Unknown: The inherent usefulness values of the actions conducted by
the rules in this trajectory.
Find: Estimate of the inherent usefulness values from the payoff by
apportioning the payoff to every rule in the trajectory (Usually estimators
are rule strengths).
The global level problem is defined as follows
Given: A set of rules.
Unknown: The inherent usefulness functions of the actions conducted by
the rules.
Find: The approximation to the inherent usefulness functions from a set of
payoffs by conducting a sequence of local level Credit-Apportionment
processes.
3. A new Credit-Apportionment Algorithm
As an implementation example of the model, a new Credit-Apportionment
algorithm: The context array Bucket Brigade Algorithm is used. This algorithm
is designed to overcome the information loss suffered by those algorithms using
scalar valued strengths and hence to improve the estimation and approximation
on rule inherent usefulness. This algorithm uses a set of domain-independent or
domain-dependent context variables to partition the contexts into context chunks.
Then algorithm employs array valued strengths to estimate the inherent
usefulness of rule actions under different context chunks. The justification of this
algorithm is based on the definitions of the inherent usefulness and Credit-
Apportionment problem. Obviously, it is improper to use a scalar valued strength
to represent the curve of inherent usefulness of a rule action. Therefore by using
a set of context variables to partition the contexts into chunks, and by processing
Credit-Apportionment on the context chunk level, array valued strength is
inevitably able to provide a better approximation of the inherent usefulness
function than a scalar valued strength can.
GAMBLE
The next reference paper is the research paper on “Genetic Algorithm Based
Machine Learning Expert system Indian Institute of Technology, Roorkee
India”. This talks about an expert system that is used for students who are
seeking admission into an engineering institute for obtaining a degree in
bachelors of engineering. After clearing the entrance examination the student is
advised by this system as to which branch would be most suited for him. An
algorithm is used for branch selection.
All the available seats in every branch are calculated and list of available
branches is formed. Then a branch aptitude total for the listed branches is
calculated for the listed branches. The various parameters like logic, imagination,
aesthetic sense, concentration level, etc are listed along with their weights.
These are variable parameters that would be automatically updated with
experience by the system. Then there is an idea about the Genetics based
Machine learning where discussion about classifier systems is given along with
its major 3 components.
(1)Rule and message system
(2)Apportionment of Credit system
(3)Genetic algorithm
The other part also talks about the Credit-Apportionment algorithm using the
Bucket Brigade algorithm, this part of the paper is much more deeply related to
our project proposal. Apportionment of Credit via competition and rule discovery
4. using genetic algorithms form a reasonable basis for constructing a machine
learning system atop the computationally convenient and complete framework of
classifiers.
The BBA service economy contains two components: an auction and a
clearinghouse. When classifiers are matched they do not directly post their
messages. Instead, having its tradition matched qualifies a classifier to
participate in an activation auction in which a record is maintained of its net worth
known as strength. The matching classifier makes a bid proportional to its
strength therefore following this method the rules that are more fit are given more
preference over other rules.
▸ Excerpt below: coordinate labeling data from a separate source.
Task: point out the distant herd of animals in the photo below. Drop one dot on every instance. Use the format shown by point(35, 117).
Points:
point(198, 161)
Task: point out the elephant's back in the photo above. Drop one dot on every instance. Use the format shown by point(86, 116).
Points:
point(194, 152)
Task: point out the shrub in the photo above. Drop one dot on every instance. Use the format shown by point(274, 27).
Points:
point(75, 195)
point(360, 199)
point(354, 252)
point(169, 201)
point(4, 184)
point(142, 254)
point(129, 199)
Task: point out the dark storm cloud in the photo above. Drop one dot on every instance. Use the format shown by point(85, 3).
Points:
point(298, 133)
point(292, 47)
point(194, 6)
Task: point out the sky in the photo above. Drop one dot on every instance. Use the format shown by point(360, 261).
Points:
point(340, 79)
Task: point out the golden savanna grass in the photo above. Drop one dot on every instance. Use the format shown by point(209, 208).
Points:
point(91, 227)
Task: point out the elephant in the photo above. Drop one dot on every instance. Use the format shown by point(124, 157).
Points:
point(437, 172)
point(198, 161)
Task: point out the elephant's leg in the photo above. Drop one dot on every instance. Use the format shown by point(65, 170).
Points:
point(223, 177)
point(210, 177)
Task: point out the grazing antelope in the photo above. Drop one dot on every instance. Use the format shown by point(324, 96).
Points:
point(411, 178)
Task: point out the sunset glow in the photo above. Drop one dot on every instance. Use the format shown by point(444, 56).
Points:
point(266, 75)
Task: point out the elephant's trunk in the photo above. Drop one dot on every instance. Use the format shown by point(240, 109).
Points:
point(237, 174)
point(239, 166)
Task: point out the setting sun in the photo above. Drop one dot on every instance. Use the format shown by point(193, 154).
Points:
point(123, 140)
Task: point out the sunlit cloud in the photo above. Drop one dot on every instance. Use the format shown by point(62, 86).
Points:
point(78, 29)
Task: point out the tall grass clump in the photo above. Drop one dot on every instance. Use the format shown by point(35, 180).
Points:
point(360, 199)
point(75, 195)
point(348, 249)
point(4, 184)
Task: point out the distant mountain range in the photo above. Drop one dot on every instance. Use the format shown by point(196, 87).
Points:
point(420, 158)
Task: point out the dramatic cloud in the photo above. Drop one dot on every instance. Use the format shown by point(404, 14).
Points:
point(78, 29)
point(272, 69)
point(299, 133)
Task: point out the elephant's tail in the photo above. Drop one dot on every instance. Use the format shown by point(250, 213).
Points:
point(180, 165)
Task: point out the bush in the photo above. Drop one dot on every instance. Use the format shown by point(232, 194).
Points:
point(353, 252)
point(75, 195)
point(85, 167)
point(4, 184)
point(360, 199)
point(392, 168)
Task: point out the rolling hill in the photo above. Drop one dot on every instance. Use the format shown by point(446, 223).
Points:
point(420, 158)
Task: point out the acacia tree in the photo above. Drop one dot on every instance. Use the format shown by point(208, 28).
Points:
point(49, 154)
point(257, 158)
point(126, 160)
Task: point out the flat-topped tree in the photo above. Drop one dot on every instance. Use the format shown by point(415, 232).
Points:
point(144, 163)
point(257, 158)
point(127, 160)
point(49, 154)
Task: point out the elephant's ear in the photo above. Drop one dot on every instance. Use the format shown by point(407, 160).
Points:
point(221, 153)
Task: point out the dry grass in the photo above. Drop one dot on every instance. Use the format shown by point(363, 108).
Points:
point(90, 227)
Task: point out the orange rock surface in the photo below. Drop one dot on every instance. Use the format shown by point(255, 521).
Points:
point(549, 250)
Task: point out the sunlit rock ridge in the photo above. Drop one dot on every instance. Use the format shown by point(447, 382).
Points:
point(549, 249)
The process of auctions allows appropriate
classifiers to be selected and post rules. The selected classifier has to clear its
payment through the clearinghouse, paying its bid to other classifiers for
matching message rendered. A classifier that has been matched and activated
sends its bid to those classifiers responsible for sending the messages that
matched the bidding classifier’s condition. The bid payment is divided in some
manner among the matching classifiers.